Roberts’ amendment would go one step further, to give school nurses the authority to possess and administer cannabis in a “nonsmokeable form” to students with a prescription from a doctor.

It will be known as “Quintin’s Amendment,” named after Quintin Lovato, a third-grader from Gypsum.

“Quintin was actually diagnosed with epilepsy four years ago today,” his mother, Hannah, said.

Quintin suffers from three types of seizures, including grand mal seizures. He also suffers from Tourette’s syndrome.

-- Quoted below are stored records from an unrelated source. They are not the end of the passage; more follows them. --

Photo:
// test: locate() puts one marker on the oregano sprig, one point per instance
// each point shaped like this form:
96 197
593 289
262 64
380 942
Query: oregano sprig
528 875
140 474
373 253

“The pharmaceutical medication basically made my son, for lack of a better word, extremely hard to dealt with,” Hannah Lovato said. “He would go from zero to a hundred in seconds whether he was angry, happy, sad.”

In January, Quintin was able to wean off the drugs and now uses a type of cannabis oil called Haleigh’s Hope.

“He’s sleeping better at night. He’s happy. He’s loving baseball. He’s loving school again. He made two friends he didn’t have before,” she said.

However, the cannabis oil has not completely stopped Quintin’s seizures as it has in other children. Hannah Lovato said it’s because he isn’t getting the proper dosage.

“He should be getting three doses a day. Unfortunately, both of us are working parents. Like we said, we have five children,” Hannah Lovato said.